Originally Posted by mace
It's one thing to base your opinions on September numbers, which can obviously be misleading. It's another to base them on September observations. On that score, it's certainly conceivable that a young player may deviate from his normal MO in a quick intro to the big leagues, and that could easily account for Alonso's comparative lack of patience with the Reds. But a swing is a swing, isn't it? I'm not so sure that a pronounced hitch is so casually correctable.
But wait a minute. This appraisal of Alonso was not based on anything that happened in September (other than point 7, of course). What his September did was fall short of alleviating these concerns.

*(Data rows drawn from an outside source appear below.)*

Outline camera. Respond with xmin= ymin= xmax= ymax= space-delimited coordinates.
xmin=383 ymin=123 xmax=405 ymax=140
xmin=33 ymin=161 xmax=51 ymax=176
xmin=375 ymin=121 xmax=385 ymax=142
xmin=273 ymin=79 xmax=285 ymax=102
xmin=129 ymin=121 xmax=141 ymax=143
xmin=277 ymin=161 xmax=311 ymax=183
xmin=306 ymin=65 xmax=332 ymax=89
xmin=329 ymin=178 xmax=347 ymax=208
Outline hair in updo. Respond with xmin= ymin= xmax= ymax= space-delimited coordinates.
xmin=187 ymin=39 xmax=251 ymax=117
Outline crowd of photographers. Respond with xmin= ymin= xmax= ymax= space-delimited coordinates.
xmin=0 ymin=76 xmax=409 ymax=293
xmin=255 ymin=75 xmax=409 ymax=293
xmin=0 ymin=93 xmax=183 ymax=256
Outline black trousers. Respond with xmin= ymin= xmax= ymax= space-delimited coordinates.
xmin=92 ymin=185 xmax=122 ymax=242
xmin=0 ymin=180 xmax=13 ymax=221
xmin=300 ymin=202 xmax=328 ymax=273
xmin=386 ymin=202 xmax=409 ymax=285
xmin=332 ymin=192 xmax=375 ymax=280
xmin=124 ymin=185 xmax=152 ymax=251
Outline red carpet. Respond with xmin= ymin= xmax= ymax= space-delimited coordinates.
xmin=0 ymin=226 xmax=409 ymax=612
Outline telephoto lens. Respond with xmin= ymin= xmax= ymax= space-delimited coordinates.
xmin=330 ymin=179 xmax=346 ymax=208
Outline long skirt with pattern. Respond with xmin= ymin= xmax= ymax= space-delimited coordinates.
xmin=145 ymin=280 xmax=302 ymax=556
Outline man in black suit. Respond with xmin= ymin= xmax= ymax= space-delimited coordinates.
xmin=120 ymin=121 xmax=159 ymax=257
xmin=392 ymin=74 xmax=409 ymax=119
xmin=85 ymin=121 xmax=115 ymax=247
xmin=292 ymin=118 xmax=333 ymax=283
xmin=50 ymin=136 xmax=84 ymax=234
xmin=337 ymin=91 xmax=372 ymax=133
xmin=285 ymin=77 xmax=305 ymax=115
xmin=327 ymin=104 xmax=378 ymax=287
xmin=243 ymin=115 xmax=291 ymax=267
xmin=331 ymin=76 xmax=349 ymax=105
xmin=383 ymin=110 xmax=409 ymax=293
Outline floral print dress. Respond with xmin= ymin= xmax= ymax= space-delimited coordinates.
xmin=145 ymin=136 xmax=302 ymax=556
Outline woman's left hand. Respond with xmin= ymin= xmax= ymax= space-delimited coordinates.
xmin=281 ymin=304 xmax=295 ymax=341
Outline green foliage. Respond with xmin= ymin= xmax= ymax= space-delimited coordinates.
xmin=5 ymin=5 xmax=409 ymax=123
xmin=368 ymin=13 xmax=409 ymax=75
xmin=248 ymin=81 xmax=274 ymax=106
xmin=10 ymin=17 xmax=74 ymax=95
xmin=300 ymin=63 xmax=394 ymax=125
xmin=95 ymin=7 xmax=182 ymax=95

As for points 1 and 2: Yes, those drawbacks can be absorbed if a guy is a major producer with the bat--a Prince Fielder type, for instance. But that's what I haven't yet seen out of Alonso.
Did those observations take into account you had a kid in his first 20 at-bats in the Major Leagues trying to overswing and make an impact in a team's playoff chase? As Doug said, getting one at-bat a game, in the midst of a playoff race no less, might cause a young player to get a little over anxious in his first several Major League appearances. I'm not sure that limited sample tells us virtually anything, even physically.
A hitch is always correctable. Even a slight adjustment of the hands an inch higher or lower can make all the difference in the world in a player's swing. And that's assuming there is a "hitch" more than perhaps just an observation that Alonso was swinging too anxiously.
I think it's fair to say the jury is still out on Alonso, but he's shown glimpses this year, especially the second half of the schedule, of being able to hit. Next year will probably be a lot more telling, though it might not be in the Reds' system.